Jill sobbed in pain. I pulled a painkiller autoinjector from my belt and plunged it into her leg. The sobs subsided. I felt around on the table for a latch. There!
I freed her arm, then chest. She sat up, bolt straight, and undid her legs.
“Did you call Carla Quick?” I asked.
Jill looked at me with her tearstained face.
“Yes.”
“Then let's get the hell out of here.”
I grabbed the grapple gun, holstered it, then the laser pistol from its place on a side table, and opened the door leading out. Immediately three shadowbats descended on me. I pointed the gun. Jill put her hand over her face. I fired three times, sending one into shadow stuff.
I hip checked Jill out of the way of one, and pistol whipped the other. I stomped on that one, then fired three more blasts.
We were safe. I looked to Jill.
“Are you okay?” I asked.
“No,” she said. “I can’t do this anymore. I’m not cut out for this.”
“Bullshit.”
“I’m not. I barely made it here. Now. Oh god, my arm.”
I shoved the gun in her holster, then grabbed her hand.
“We can do this,” I said.
“No we can’t,” she said.
“I am going to lead you.”
She nodded.
We ran down the hall. The complex shuddered again. Whatever was happening up there, it was dangerous as hell.
We had to take the stairs.
I kicked open the door. Too many. A horde of the bats.
I pulled my grapple and aimed for the top railing. It hit the end of its line, then snapped to wrap around the rail. I fastened the grapple to my belt.
“You’re gonna need to jump on me,” I said.
She nodded, then jumped and wrapped her legs around me, throwing her remaining arm around my shoulder. The twinge of memory felt sick in my chest. I ignored it.
This content has been misappropriated from Royal Road; report any instances of this story if found elsewhere.
I was damned if I left her here to die.

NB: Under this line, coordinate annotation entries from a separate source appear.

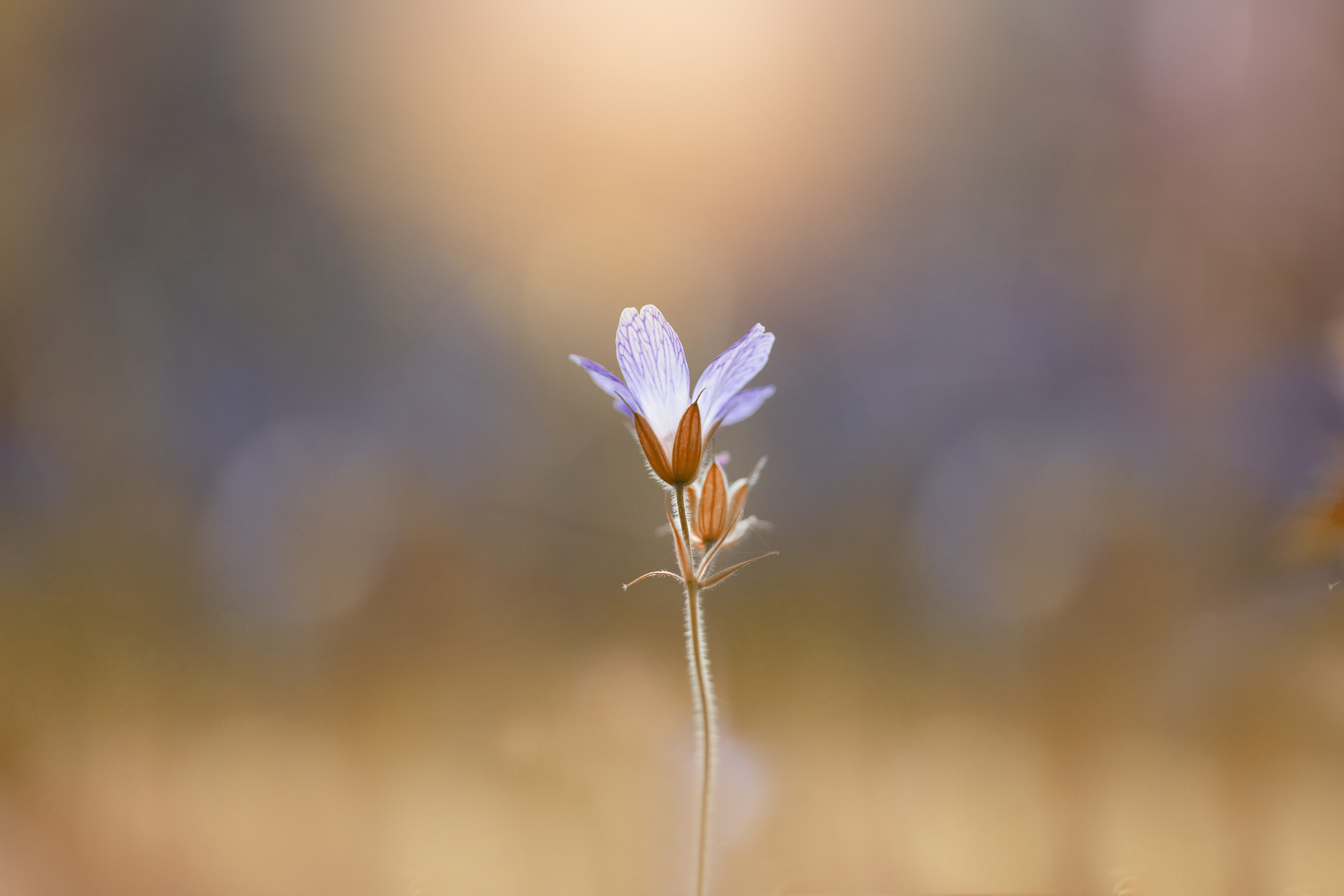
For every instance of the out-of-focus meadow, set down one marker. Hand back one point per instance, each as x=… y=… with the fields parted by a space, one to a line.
x=311 y=538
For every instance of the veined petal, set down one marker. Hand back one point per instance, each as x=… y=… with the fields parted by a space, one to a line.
x=609 y=383
x=653 y=364
x=730 y=371
x=745 y=404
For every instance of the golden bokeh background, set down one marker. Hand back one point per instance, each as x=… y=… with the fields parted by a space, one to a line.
x=311 y=538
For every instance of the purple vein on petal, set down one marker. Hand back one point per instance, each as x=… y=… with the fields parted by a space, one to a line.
x=730 y=371
x=609 y=383
x=745 y=404
x=653 y=363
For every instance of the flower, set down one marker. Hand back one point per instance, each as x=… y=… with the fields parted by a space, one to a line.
x=715 y=512
x=674 y=428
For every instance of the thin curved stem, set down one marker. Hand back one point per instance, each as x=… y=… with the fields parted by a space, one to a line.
x=705 y=701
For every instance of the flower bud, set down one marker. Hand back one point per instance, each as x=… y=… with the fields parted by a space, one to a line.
x=713 y=507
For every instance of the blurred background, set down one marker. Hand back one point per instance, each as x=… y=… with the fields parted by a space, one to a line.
x=312 y=539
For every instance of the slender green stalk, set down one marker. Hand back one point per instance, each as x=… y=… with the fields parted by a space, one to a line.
x=703 y=691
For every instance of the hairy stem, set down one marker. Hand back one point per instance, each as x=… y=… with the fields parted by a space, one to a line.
x=703 y=693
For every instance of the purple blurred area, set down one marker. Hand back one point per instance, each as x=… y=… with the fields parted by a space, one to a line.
x=312 y=538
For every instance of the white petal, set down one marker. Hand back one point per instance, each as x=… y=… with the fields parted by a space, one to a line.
x=653 y=364
x=730 y=371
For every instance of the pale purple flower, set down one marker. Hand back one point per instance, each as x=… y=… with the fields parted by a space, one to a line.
x=658 y=397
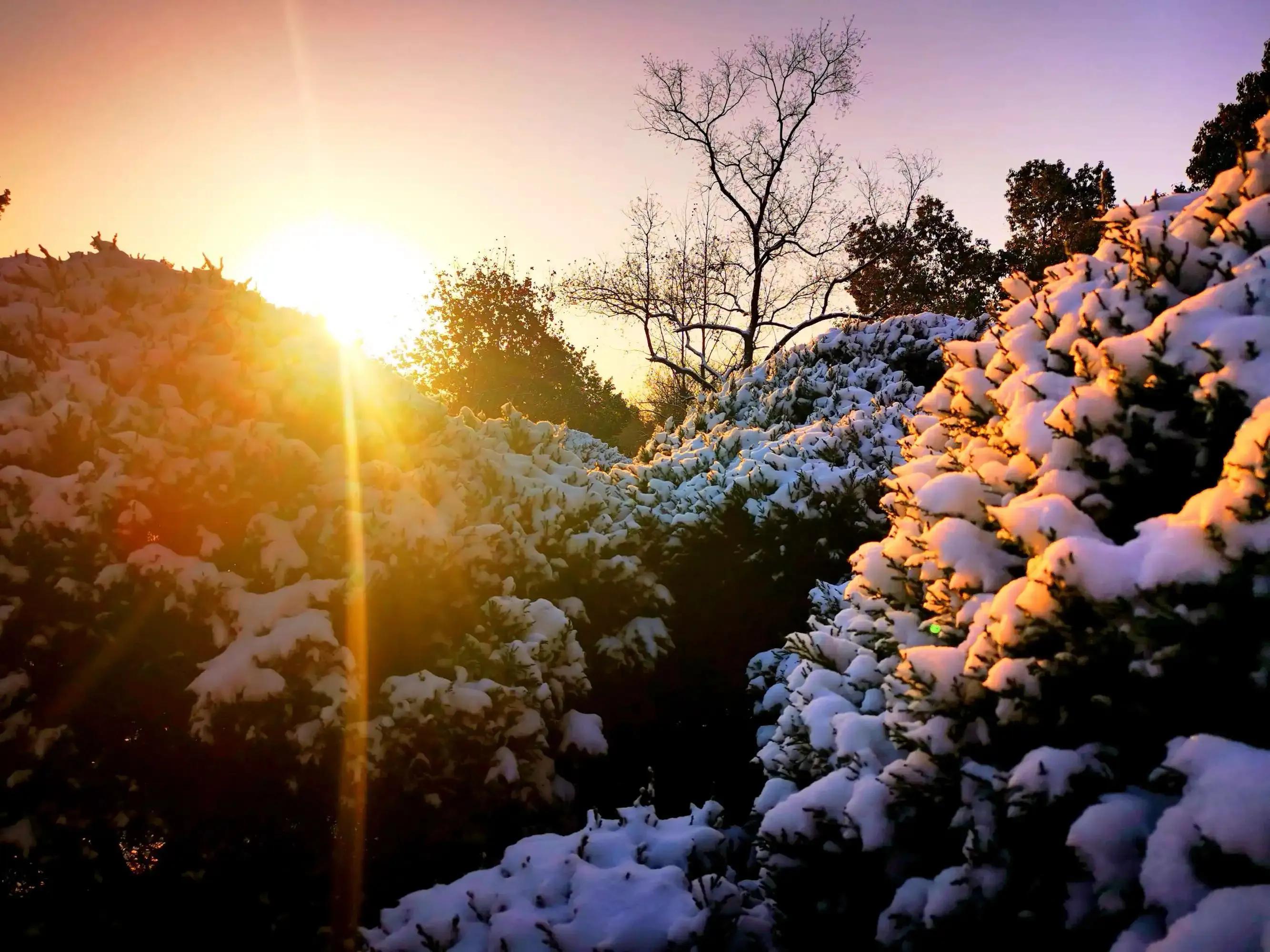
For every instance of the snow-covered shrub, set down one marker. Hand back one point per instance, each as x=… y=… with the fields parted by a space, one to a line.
x=633 y=883
x=1071 y=592
x=193 y=486
x=592 y=451
x=760 y=493
x=814 y=422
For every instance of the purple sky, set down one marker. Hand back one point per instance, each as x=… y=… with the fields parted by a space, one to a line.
x=195 y=128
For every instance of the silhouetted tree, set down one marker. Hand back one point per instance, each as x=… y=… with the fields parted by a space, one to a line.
x=770 y=252
x=494 y=339
x=667 y=397
x=1222 y=139
x=934 y=265
x=1052 y=212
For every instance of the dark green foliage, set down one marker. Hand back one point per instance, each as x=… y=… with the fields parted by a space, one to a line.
x=1222 y=139
x=931 y=265
x=738 y=585
x=494 y=339
x=1052 y=212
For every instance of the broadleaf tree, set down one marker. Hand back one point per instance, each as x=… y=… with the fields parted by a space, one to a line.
x=493 y=338
x=1222 y=139
x=769 y=252
x=1053 y=212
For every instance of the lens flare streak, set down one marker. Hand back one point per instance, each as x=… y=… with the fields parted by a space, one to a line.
x=351 y=819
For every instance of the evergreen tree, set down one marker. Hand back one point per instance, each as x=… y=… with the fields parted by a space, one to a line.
x=1052 y=212
x=494 y=339
x=244 y=572
x=1038 y=705
x=930 y=265
x=1222 y=139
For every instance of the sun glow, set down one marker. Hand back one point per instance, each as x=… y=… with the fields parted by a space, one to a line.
x=365 y=282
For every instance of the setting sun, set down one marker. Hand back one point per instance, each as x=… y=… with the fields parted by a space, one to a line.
x=365 y=282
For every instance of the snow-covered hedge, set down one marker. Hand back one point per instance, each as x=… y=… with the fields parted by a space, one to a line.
x=1040 y=701
x=633 y=883
x=177 y=506
x=592 y=451
x=816 y=422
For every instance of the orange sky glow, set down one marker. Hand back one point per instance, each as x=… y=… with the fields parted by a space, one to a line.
x=338 y=153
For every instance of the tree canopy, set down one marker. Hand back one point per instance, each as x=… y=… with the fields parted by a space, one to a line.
x=1222 y=139
x=768 y=253
x=935 y=265
x=494 y=339
x=1052 y=212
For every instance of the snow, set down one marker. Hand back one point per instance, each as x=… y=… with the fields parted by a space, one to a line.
x=189 y=452
x=1014 y=604
x=628 y=884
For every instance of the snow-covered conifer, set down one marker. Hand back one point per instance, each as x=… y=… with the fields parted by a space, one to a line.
x=1038 y=704
x=182 y=470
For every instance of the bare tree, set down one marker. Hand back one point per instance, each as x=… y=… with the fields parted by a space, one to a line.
x=769 y=250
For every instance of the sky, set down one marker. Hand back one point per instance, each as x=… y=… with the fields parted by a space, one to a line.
x=380 y=140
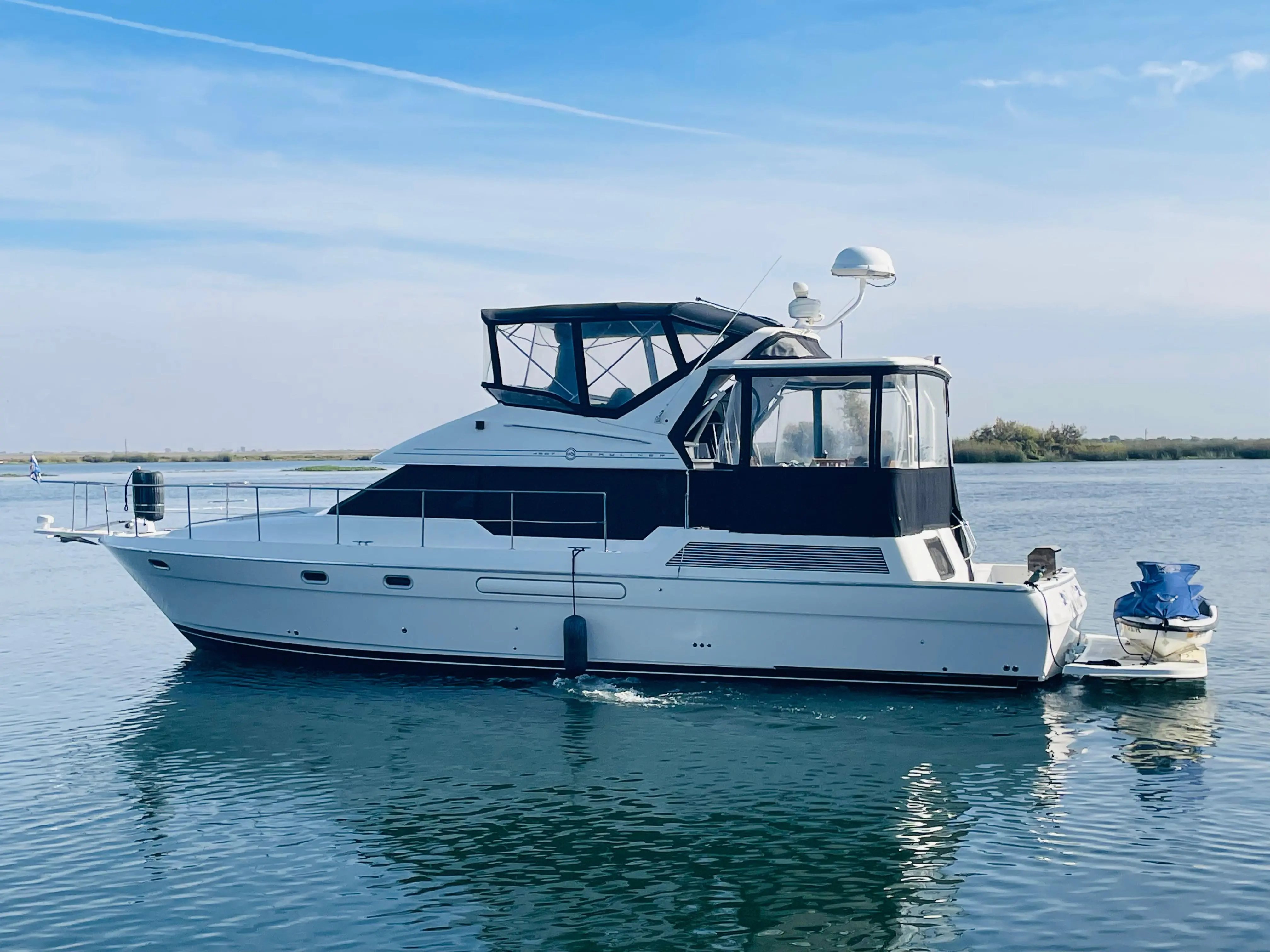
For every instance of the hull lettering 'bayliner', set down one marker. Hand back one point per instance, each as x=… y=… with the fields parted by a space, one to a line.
x=699 y=490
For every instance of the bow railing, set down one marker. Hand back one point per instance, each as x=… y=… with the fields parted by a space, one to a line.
x=519 y=513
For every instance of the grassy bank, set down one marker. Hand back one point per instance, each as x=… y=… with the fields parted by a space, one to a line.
x=1011 y=442
x=190 y=457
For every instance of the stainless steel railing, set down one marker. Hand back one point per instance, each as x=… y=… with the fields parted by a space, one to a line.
x=253 y=508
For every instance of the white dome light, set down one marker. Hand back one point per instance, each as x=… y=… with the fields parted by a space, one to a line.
x=863 y=262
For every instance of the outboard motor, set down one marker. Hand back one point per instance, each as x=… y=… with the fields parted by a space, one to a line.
x=148 y=494
x=1165 y=619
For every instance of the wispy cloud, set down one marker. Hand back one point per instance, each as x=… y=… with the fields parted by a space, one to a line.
x=388 y=71
x=1179 y=76
x=1174 y=78
x=1037 y=78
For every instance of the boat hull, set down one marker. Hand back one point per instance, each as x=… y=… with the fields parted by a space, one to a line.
x=501 y=615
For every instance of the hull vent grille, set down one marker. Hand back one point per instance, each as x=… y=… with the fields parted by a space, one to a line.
x=753 y=555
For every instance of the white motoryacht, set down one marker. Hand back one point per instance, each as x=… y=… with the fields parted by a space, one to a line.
x=660 y=489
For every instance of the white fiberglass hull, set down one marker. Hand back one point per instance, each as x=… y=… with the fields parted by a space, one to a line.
x=501 y=611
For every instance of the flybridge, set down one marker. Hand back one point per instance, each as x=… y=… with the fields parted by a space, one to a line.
x=604 y=360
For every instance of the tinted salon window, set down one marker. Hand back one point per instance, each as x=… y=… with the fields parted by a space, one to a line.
x=811 y=422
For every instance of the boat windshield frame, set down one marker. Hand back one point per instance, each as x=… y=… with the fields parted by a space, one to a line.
x=745 y=372
x=723 y=328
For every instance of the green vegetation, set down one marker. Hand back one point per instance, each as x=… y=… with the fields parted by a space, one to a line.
x=331 y=468
x=1013 y=442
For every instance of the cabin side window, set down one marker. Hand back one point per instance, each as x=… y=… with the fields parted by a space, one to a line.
x=539 y=357
x=933 y=421
x=898 y=442
x=915 y=422
x=811 y=421
x=624 y=359
x=714 y=434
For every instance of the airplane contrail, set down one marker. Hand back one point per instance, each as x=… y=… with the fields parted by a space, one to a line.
x=368 y=68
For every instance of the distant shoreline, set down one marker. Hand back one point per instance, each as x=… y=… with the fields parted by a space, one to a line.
x=193 y=456
x=977 y=451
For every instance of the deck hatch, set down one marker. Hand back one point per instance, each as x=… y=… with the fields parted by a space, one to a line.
x=756 y=555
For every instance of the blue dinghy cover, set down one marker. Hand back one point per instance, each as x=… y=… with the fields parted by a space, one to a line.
x=1165 y=592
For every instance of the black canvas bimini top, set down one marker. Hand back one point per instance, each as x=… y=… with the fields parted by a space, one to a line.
x=698 y=313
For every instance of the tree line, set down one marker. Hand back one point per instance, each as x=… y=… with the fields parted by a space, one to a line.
x=1013 y=442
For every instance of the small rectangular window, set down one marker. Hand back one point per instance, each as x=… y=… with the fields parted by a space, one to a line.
x=624 y=359
x=714 y=434
x=943 y=564
x=811 y=421
x=539 y=357
x=898 y=444
x=933 y=421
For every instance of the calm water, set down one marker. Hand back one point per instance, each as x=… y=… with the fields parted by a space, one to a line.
x=154 y=798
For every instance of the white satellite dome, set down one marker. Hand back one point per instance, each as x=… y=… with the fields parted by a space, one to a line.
x=863 y=262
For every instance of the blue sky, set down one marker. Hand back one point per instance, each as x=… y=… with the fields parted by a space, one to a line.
x=213 y=247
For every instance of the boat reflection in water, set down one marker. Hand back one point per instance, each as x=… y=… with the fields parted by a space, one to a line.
x=596 y=814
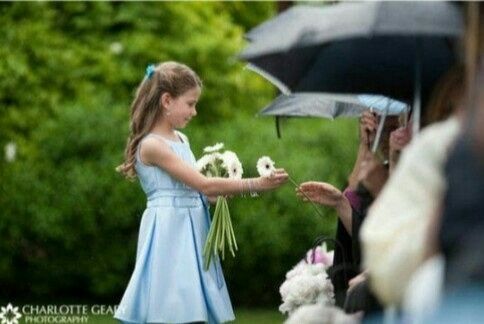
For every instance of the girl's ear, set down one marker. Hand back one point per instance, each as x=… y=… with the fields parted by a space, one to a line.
x=165 y=100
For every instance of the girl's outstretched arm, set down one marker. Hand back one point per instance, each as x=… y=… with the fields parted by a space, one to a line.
x=156 y=152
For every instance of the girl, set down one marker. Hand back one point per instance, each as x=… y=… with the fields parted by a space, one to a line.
x=168 y=284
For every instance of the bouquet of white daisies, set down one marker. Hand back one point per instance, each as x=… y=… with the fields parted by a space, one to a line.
x=221 y=233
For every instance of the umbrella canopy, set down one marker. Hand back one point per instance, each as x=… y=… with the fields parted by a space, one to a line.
x=331 y=105
x=397 y=49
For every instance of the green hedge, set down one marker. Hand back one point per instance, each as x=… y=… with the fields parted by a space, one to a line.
x=68 y=221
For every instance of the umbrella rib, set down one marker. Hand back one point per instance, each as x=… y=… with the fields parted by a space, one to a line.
x=272 y=79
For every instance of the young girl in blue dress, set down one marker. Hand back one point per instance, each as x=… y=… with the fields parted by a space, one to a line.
x=168 y=284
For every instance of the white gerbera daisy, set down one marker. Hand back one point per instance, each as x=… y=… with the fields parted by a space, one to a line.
x=215 y=148
x=265 y=166
x=233 y=165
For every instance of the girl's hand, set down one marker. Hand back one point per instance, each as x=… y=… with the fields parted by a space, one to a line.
x=275 y=180
x=368 y=127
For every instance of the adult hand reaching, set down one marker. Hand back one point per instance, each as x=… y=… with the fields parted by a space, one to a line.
x=320 y=192
x=327 y=195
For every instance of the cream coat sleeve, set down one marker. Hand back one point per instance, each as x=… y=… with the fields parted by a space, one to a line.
x=393 y=234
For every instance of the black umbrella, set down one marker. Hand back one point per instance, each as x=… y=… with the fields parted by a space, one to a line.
x=397 y=49
x=326 y=105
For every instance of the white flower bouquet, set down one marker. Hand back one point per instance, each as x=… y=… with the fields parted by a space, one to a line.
x=221 y=233
x=308 y=283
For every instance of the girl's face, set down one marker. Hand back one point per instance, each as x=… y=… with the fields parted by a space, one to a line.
x=180 y=110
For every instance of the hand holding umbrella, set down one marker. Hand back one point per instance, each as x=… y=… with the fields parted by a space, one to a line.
x=373 y=174
x=398 y=140
x=368 y=127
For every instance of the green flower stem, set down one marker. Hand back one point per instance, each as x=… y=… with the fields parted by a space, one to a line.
x=312 y=203
x=221 y=233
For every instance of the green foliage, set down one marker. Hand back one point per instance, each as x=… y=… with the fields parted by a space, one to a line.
x=69 y=222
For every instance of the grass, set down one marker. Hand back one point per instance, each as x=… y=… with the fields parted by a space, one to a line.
x=243 y=316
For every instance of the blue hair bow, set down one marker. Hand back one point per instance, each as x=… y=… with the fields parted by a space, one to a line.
x=150 y=70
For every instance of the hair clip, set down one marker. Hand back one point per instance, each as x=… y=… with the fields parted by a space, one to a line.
x=150 y=70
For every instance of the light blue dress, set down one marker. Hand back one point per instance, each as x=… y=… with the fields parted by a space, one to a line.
x=168 y=284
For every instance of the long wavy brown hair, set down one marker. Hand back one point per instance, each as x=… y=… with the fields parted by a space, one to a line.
x=168 y=77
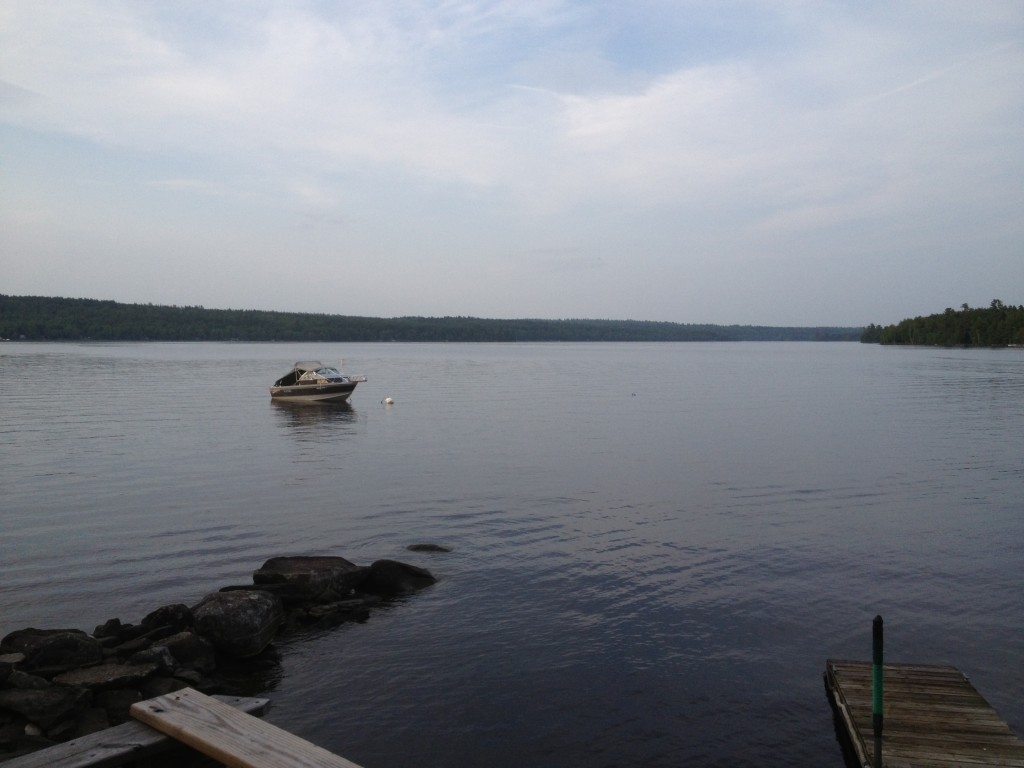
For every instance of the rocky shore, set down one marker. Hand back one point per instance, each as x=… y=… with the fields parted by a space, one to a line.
x=57 y=684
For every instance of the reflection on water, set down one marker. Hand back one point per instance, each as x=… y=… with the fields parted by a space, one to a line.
x=648 y=571
x=305 y=418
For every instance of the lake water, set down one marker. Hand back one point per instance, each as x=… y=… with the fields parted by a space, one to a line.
x=655 y=547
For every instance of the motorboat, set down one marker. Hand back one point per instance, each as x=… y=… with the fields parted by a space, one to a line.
x=311 y=381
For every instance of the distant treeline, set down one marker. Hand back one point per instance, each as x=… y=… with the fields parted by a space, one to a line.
x=997 y=326
x=34 y=317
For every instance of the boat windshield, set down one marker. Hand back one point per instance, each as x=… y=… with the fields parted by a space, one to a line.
x=324 y=372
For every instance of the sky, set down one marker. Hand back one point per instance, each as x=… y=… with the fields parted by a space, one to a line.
x=751 y=162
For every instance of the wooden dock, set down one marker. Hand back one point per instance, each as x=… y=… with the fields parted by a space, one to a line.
x=933 y=718
x=229 y=736
x=219 y=727
x=129 y=743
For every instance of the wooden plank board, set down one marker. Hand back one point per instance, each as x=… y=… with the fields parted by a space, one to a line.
x=230 y=736
x=933 y=718
x=114 y=747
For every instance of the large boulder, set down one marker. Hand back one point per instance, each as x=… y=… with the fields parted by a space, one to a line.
x=317 y=578
x=176 y=616
x=240 y=624
x=47 y=707
x=107 y=676
x=51 y=651
x=393 y=578
x=188 y=649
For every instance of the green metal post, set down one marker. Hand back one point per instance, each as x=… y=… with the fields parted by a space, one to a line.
x=877 y=685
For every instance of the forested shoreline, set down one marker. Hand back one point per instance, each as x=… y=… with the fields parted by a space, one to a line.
x=997 y=325
x=45 y=318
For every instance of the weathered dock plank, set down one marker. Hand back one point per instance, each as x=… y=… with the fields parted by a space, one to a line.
x=122 y=744
x=230 y=736
x=933 y=718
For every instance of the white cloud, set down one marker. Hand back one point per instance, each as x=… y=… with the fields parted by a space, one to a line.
x=443 y=135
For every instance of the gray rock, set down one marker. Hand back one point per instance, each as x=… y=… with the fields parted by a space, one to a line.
x=49 y=653
x=25 y=681
x=188 y=649
x=117 y=704
x=110 y=628
x=427 y=548
x=393 y=578
x=240 y=624
x=45 y=708
x=176 y=616
x=158 y=654
x=314 y=573
x=108 y=676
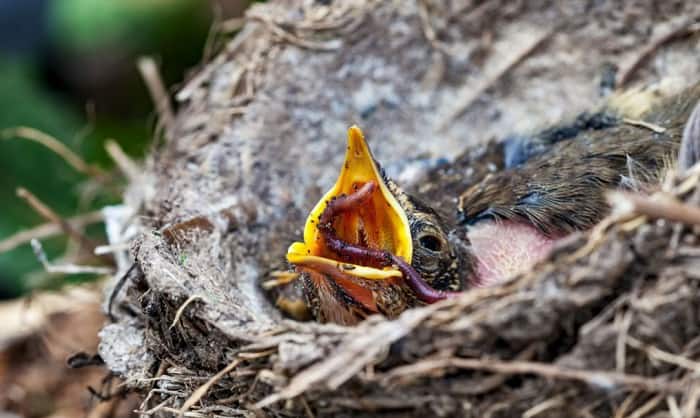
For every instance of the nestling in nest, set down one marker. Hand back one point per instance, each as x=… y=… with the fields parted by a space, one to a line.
x=369 y=247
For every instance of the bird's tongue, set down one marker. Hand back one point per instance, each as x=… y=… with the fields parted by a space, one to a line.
x=504 y=249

I don’t know if I would ever get to a ‘wish you well’ place, but I was certainly at a ‘you aren’t gonna die under a tonne of rubble’ place.
I hit the auto-ascender function, I grabbed the line with my gloved hand, and we ascended. Once we got close enough to the top I swung my legs, hit the disengage, and we crashed into the landing on the stairs. She groaned.
I stood, then offered her my hand. She grimaced, and took it. We took the last flight of stairs then I kicked the door leading out.
We were back on the walkway around the silo. The nose of the rocket was not visible. A dozen men lay bleeding on the ground, and Rabbit flew like a white hot star above, blasting beams of heat down at the walkway. What she was trying to hit seemed like a blur, but every fraction of a second, I saw a woman in it.
The blur tore a section of the railing, and threw it up at White Rabbit. A blast of heat, and light sent it tumbling off in another direction.
“Brenda!” yelled Jill. “We have to get out of here! The whole place is coming down!”
The response came from several different places.
“That’s. The. Idea.”
Finally a chunk of metal struck White Rabbit in the abdomen, and sent her tumbling down into the silo.
Brenda ‘Carla Quick’ revealed herself.
Her hair had been styled short, and it flew up in all directions. Her supersuit was a marvel of superdex, and shiny antifriction coating. Only a couple inches taller than Jill, her height seemed about average.
Nothing about her was average. She looked like a true Superhero, with her bare arms like chiseled marble, and her leg muscles bulging against the superdex. Athletic didn’t even come close.
Krackle, dark and slightly iridescent motes of energy, wafted gently up from her shoulders and feet. A wave of heat shivered through the floor like a mirage, and I tasted ozone. Dark energy pulsed from her.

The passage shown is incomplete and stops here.